No exílio, o próprio Brecht se ocupou da literatura japonesa. Ao visitar a colega Hella Wuolijoki na Finlândia, descobriu o drama japonês O triste conto de uma mulher, a história de Chink Okichi, no qual uma gueixa do século 19 seduz um cônsul dos Estados Unidos para salvar sua cidade natal, Shimoda, dos bombardeios americanos.
Por isso ela é humilhada por seus concidadãos como prostituta e traidora. Brecht começou a traduzir a peça, fascinado pelo destino da trabalhadora do sexo que, apesar de seu heroísmo, é desrespeitada. Mas no fim acabou só traduzindo algumas cenas.

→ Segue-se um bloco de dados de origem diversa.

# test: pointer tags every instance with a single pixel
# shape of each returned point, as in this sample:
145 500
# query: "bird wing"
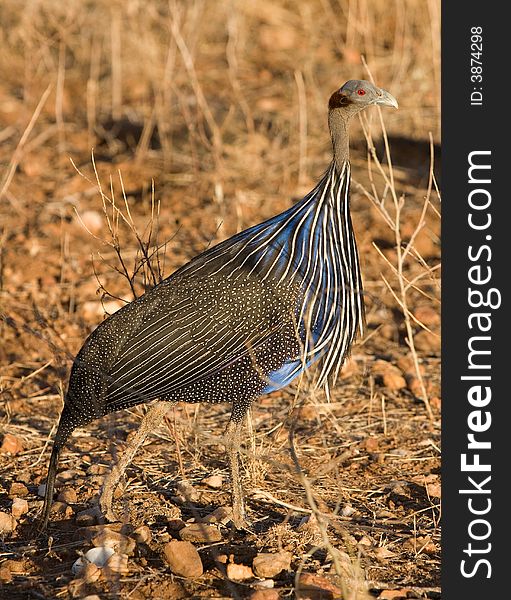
189 330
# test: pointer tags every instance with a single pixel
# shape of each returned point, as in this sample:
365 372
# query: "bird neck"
338 123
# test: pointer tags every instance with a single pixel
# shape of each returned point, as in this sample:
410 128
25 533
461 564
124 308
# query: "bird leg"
232 441
150 421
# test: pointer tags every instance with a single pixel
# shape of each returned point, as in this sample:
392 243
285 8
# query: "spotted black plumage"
242 319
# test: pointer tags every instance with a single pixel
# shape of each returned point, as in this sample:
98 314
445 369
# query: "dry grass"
204 119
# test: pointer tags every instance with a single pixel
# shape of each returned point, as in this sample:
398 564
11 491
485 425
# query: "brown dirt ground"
370 453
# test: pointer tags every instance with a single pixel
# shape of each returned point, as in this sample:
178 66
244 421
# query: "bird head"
357 94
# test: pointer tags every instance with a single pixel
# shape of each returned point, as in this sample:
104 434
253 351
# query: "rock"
186 492
427 342
62 509
11 567
427 315
18 489
222 514
91 220
239 572
347 510
19 507
394 382
7 523
371 444
117 564
96 556
11 445
316 587
265 595
77 587
269 565
70 474
142 534
199 532
17 567
394 594
383 554
389 374
68 495
183 559
214 481
88 517
90 573
112 539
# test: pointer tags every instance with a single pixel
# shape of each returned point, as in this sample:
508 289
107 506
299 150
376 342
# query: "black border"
466 128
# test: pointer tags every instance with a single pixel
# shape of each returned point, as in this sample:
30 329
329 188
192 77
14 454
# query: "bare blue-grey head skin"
355 95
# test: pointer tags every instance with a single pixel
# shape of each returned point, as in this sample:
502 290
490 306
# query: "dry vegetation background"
211 116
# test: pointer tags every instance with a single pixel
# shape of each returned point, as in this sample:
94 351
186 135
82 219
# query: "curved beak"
386 99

Ramsès Alfa acredita que Brecht ainda é tão popular quase 70 anos após a sua morte porque fala de gente que tem pouco, é oprimida e está lá em baixo na sociedade, como trabalhadores, prostitutas e refugiados. "Os heróis de Brecht costumam ser de origens modestas", ressalta Alfa, que também trabalha como ator.
Brecht passou 15 anos no exílio antes de voltar para a Alemanha Oriental, após a Segunda Guerra Mundial. Em suas peças, repetidamente criticou as injustiças do capitalismo.
"Parece paradoxal, mas Brecht deveria, enquanto ser humano e artista de postura extremamente esquerdista, estar muito próximo da ideologia e estética da União Soviética. Porém, não era o caso", observa a especialista em teatro russo Marina Davydova.
Por causa da guerra de Putin contra a Ucrânia, Davydova, que é uma das figuras mais importantes estudiosas em seu campo, teve que ir para o exílio, e atualmente é a nova diretora do Festival de Salzburgo.
O "Camarada Brecht" foi sendo aceito na Rússia soviética de forma antes hesitante e em doses homeopáticas, pois as autoridades pressentiam o potencial explosivo de sua arte. Avanços foram registrados apenas na "fase de degelo", após a morte do ditador Josef Stalin.
E assim a figura de Brecht se tornou ainda mais importante para a cena do teatro independente na União Soviética e em outros países do Bloco Oriental, narra Davydova.
"Não é coincidência que, por exemplo, os dois teatros mais revolucionários de toda a história do pós-guerra da Rússia – o Teatro Taganka, sob direção de Yuri Lyubimov, nas décadas de 1960 e 1970, e o Centro Gogol, sob Kirill Serebrennikov, até o seu fechamento, em julho de 2022 – recorreram precisamente à linguagem teatral de Brecht."
Além da óbvia contradição entre o teatro de Brecht e qualquer ideologia totalitária, Davydova também aponta uma dimensão estética: o teatro clássico russo, e também em grande parte o europeu, estão arraigados na tradição realista de Constantin Stanislavsky, a que o teatro de Brecht se opunha.
"Com Stanislavsky, a ação se desenrola numa sala com quatro paredes, por assim dizer, e os atores fingem que o público não existe", analisa Davydova. "Com Brecht, falta essa 'quarta parede', e seus personagens se dirigem diretamente ao público."
Por isso Davydova é bastante pessimista quanto às chances do teatro brechtiano na atual Rússia de Putin: "Se uma sobrevivência do teatro russo – com a censura que existe no momento – é possível, então só numa espécie de torre de marfim no espírito de 'algo terrível está acontecendo lá fora, mas vou cuidar primeiro dos meus problemas metafísicos.' Mas essa é precisamente a mentira que o teatro de Brecht não tolera."
A diretora Anastasia Patlay, que também fugiu da Rússia, partilha essa opinião, lembrando que. "Brecht exige compromisso e responsabilidade de cada espectador pelo que também acontece fora do teatro".
O Theatre.Doc, de Moscou, onde Patlay encenou recentemente, também se ocupou da temática da responsabilidade social. A última peça apresentada por Patlay na Rússia, intitulada Memória, se dedicava a dois tópicos: o fechamento da organização de direitos humanos Memorial, e a tentativa de Bertolt Brecht de defender a atriz Carola Neher no fim dos anos 1930.
Primeira Polly na estreia da Ópera dos Três Vinténs, Neher foi presa na União Soviética em 1936 e morreu num gulag. A partir de fevereiro, Anastasia Patlay é a primeira bolsista do programa Artistas em Residência de Augsburg, a cidade natal do dramaturgo. "Brecht agora nos deu um lar", alegra-se Patlay.